Le 23 mars 2026 marque une date noire pour l’administration publique haïtienne. La Direction centrale de la police judiciaire (DCPJ) a frappé en plein cœur d’un système pourri en procédant à l’arrestation du directeur de la Direction de l’Immigration et de l’Émigration (DIE), Antoine Jean Simon Fénélon, directement dans son bureau à Delmas 60. À ses côtés, le responsable informatique Jean Oslin Lambert et plusieurs employés ont également été interpellés.
Mais ce qui éclate aujourd’hui dépasse de loin un simple dossier de fraude. C’est un véritable système mafieux qui se dévoile. À la DIE, selon des sources internes, la vente de passeports haïtiens à des étrangers était devenue une pratique organisée, structurée, presque normale. Un business juteux, installé au cœur même d’une institution censée défendre l’identité nationale.
Le plus choquant ? Tout le monde savait. Des employés, des cadres… tous étaient au courant. Et personne n’a parlé. Non pas par peur, mais parce que chacun profitait du système. Chacun avait sa part. Chacun avait son quota. La corruption n’était pas une dérive : elle était devenue une règle.
Antoine Jean Simon Fénélon, décrit comme l’un des pivots de ce réseau, aurait été dénoncé à plusieurs reprises pour des pratiques de collecte d’argent en liquide. Son enrichissement rapide, alimenté par ce commerce illégal, se faisait au vu et au su de tous. Une richesse bâtie sur la vente de l’identité haïtienne elle-même.
De nouvelles révélations viennent assombrir davantage ce scandale déjà explosif. Selon plusieurs témoignages internes, Antoine Jean Simon Fénélon aurait, par jalousie et calcul stratégique, orchestré des manœuvres contre l’ancien directeur Stéphane Vincent. Une hypothèse dérangeante prend alors forme : et si Stéphane Vincent avait été sacrifié dans une guerre interne pour permettre à un système encore plus opaque de prospérer ?
Car derrière les apparences, un nom revenait avec insistance depuis des années : Antoine Jean Simon Fénélon. Décrit en interne comme un acteur central — sinon le véritable chef d’orchestre — d’un réseau de vente de passeports haïtiens à des étrangers, il traînait déjà une réputation lourde de soupçons et de pratiques douteuses.
Des employés parlent sans détour : pour eux, Fénélon n’est pas un simple maillon, mais « le gros poisson » d’un trafic installé depuis plus de six ans. Un système structuré, rentable, et surtout toléré. Pendant que certains étaient exposés, d’autres tiraient les ficelles dans l’ombre, accumulant argent liquide et influence.
Et ce dossier soulève aujourd’hui de sérieuses interrogations. En 2025, l’ancien directeur Stéphane Vincent avait été épinglé par l’Unité de lutte contre la corruption (ULCC) pour des faits similaires, impliquant la production frauduleuse de centaines de passeports et des pertes de plusieurs millions de gourdes pour l’État.
Mais à la lumière des nouvelles révélations, une question troublante s’impose : et si cette affaire avait été, en partie, instrumentalisée ? Plusieurs sources internes évoquent des manœuvres orchestrées en coulisses, où Antoine Jean Simon Fénélon aurait joué un rôle déterminant dans l’orientation de l’enquête, afin d’écarter certains acteurs et consolider son emprise sur le système.
Dès lors, les reproches adressés à Stéphane Vincent méritent d’être réexaminés avec rigueur.

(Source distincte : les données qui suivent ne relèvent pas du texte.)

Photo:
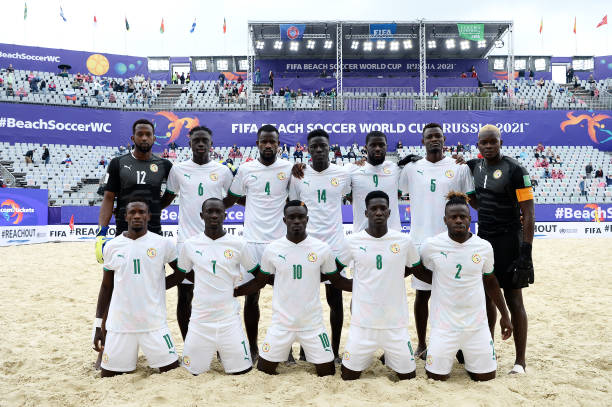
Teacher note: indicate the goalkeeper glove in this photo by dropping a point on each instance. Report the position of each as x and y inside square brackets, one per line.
[101, 240]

Car si le système a non seulement survécu, mais s’est renforcé après son départ, cela suggère que le véritable centre de gravité du trafic se situait ailleurs — plus haut, plus structuré, et mieux protégé.

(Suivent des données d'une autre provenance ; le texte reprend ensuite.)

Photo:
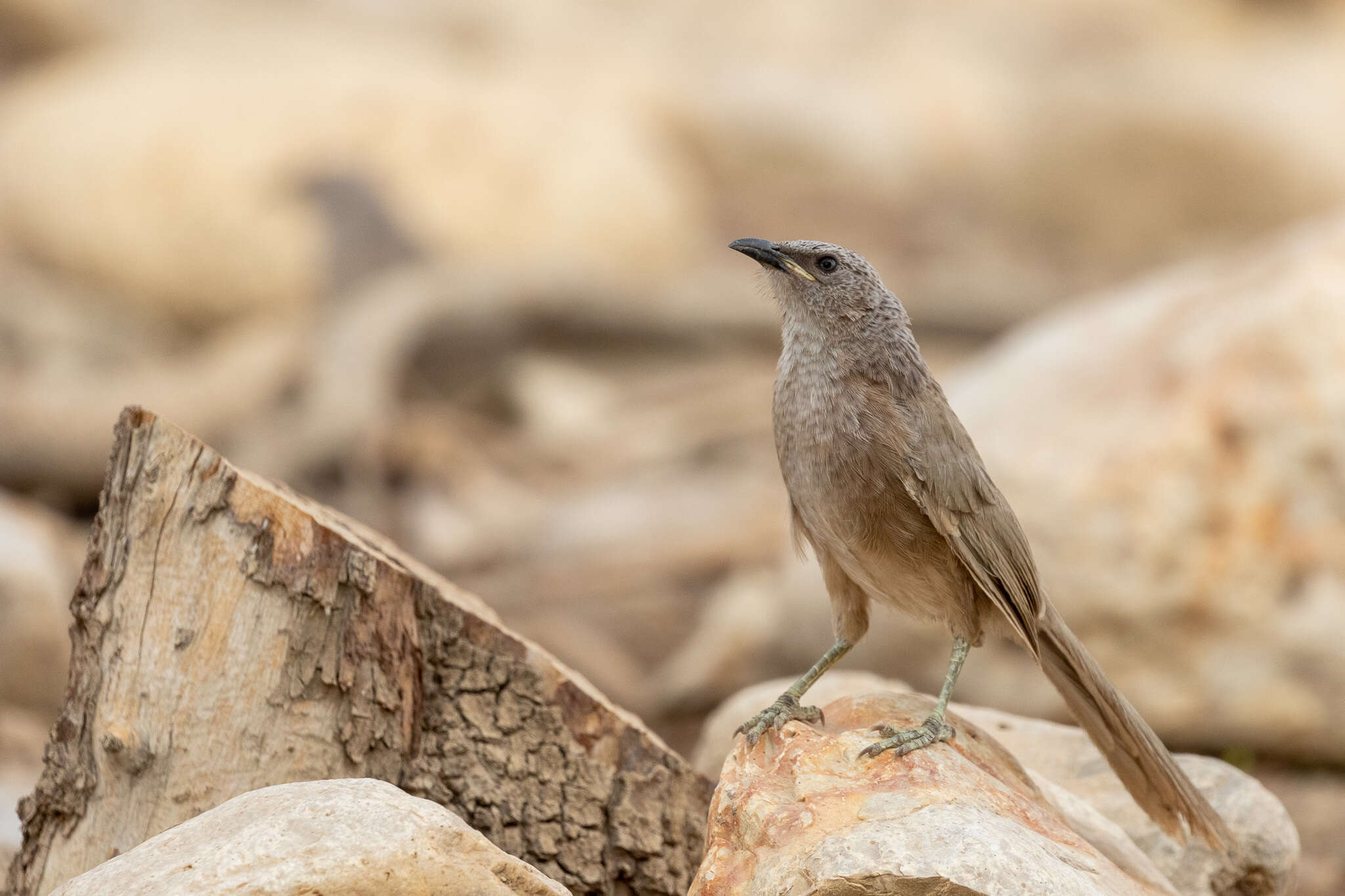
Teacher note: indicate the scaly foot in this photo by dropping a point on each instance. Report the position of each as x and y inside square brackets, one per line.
[903, 740]
[786, 708]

Si ces éléments se confirment, alors il ne s’agirait plus seulement d’un scandale administratif, mais d’une manipulation interne d’une gravité extrême, où rivalités personnelles, corruption et instrumentalisation de l’appareil d’État se mêlent dangereusement.
Ce scandale révèle une faillite totale de l’État. Quand les passeports — symboles de souveraineté — sont vendus comme des marchandises, c’est toute la nation qui est bradée. La DIE n’était plus une institution : elle était devenue une plateforme de trafic.
Aujourd’hui, l’arrestation de Fénélon ne doit être qu’un début. Car la vraie question est brutale : qui contrôlait réellement ce système, et depuis combien de temps ?
L’enquête doit aller jusqu’au bout. Sans compromis. Sans mise en scène. Sans boucs émissaires.
Car ce qui est en jeu ici, ce n’est pas seulement un scandale.
C’est la dignité même de l’État haïtien qui est mise en vente.